Cassandra sees extra nodes

Solution Verified - Updated 14 Jun 2024

Environment

Red Hat OpenShift Container Platform
- 3.6
- 3.9

Issue

Hawkular-metrics is down
metrics is not working and the URL is not accessible attached pods logs
currently we facing issue with cassandra and hawkular-metrics here, we expect cassandra and metric is working properly
first, we saw the metric pod not running and after we check log from cassandra pod
cassandra sees nodes that don't exist
hawkular-metrics is trying an invalid IP address when trying to connect to cassandra

Resolution

First, attempt to scale down all of the cassandra node(s), letting all of the pods stop, and then scaling them back up:

# Do this for all of the instances of cassandra you do have:
oc scale rc hawkular-cassandra-1 --replicas=0
oc scale rc hawkular-cassandra-2 --replicas=0
oc scale rc hawkular-cassandra-3 --replicas=0
# Wait for all three pods to stop completely
oc scale rc hawkular-cassandra-1 --replicas=1
oc scale rc hawkular-cassandra-2 --replicas=1
oc scale rc hawkular-cassandra-3 --replicas=1

This should help, but assuming there are still extra node(s) proceed on.

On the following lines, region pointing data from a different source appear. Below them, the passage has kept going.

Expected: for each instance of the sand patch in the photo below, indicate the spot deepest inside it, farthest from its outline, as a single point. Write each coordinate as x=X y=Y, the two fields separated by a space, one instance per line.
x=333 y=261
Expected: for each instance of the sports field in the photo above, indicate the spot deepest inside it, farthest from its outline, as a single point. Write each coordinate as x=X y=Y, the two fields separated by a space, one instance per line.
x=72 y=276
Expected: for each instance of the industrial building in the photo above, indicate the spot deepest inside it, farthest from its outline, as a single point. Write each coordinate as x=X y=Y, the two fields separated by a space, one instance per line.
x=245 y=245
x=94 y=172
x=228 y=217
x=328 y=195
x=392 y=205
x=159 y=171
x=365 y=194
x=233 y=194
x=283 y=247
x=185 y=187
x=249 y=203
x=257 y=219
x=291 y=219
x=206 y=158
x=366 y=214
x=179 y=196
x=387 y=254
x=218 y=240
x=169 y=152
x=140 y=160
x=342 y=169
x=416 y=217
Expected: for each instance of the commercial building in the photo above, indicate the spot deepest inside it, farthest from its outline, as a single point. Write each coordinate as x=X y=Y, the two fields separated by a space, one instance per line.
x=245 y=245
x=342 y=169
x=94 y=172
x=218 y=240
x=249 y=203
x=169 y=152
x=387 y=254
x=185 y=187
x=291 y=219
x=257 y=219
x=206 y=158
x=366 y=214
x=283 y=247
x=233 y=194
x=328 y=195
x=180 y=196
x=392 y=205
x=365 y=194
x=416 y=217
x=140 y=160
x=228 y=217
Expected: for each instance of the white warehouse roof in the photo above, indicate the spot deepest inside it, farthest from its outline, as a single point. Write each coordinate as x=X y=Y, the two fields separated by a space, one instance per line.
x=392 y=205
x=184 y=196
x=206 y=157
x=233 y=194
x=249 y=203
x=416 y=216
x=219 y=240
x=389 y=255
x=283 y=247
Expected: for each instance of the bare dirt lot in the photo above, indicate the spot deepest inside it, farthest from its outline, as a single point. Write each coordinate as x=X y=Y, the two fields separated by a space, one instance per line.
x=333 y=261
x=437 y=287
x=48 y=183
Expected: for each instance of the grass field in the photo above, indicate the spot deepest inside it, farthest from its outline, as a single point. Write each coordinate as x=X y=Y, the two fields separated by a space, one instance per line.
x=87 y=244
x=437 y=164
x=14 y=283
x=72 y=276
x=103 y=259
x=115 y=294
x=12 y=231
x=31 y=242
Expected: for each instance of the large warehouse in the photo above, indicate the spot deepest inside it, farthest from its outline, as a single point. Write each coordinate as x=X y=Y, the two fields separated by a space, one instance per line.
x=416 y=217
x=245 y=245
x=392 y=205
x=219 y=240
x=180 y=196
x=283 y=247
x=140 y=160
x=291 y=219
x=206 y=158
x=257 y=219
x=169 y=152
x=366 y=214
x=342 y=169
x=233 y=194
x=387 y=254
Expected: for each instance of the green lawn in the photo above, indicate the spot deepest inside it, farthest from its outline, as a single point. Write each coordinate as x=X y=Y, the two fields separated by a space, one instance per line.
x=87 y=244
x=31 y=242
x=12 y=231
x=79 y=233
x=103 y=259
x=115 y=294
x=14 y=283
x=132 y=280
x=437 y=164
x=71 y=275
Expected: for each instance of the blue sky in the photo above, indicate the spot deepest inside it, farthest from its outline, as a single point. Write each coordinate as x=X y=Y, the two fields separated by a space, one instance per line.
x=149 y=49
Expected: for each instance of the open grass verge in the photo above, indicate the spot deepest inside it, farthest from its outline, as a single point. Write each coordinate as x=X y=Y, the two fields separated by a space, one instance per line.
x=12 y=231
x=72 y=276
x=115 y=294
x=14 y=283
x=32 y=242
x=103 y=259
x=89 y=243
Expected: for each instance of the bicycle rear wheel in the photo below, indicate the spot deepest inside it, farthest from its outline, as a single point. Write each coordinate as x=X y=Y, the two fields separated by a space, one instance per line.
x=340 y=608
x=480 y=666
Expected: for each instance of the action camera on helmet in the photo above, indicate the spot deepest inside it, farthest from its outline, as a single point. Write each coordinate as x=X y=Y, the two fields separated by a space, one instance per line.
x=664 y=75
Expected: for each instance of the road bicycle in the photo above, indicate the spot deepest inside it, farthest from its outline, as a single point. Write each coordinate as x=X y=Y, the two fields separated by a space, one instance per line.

Identify the IP address(es) of the invalid cassandra node(s) by checking the health of the cassandra cluster
Using the built in assassinate command, remove the invalid cassandra node(s):

# Run this against any Valid cassandra pod name:
oc -n openshift-infra exec <cassandra pod> -- nodetool assassinate <bad IP address>
oc -n openshift-infra exec <cassandra pod> -- nodetool assassinate <bad IP address>
oc -n openshift-infra exec <cassandra pod> -- nodetool assassinate <bad IP address>

Finally, after force-ably removing the invalid cassandra node(s), scale hawkular-metrics down, wait for it to stop completely, and then scale backup:

oc scale rc hawkular-metrics --replicas=0
# Wait for the existing pod to stop completely
oc scale rc hawkular-metrics --replicas=1

Please note that after starting up the hawkular-metrics pod(s) after the above correcting steps, please provide a little time for everything to get started back up properly

Root Cause

For some, to be determined, reason, Cassandra believes there are more than the expected number of cassandra pods in its "cluster".
- This means that there is at least one extra IP address that hawkular-metrics will try that would cause it to fail, forcing hawkular-metrics into a loop.
Removing these extra cassandra node(s) and forcing a restart of hawkular-metrics (both of which described above) seems to force cassandra to only acknowledge real nodes and hakwular-metrics to only try valid endpoints.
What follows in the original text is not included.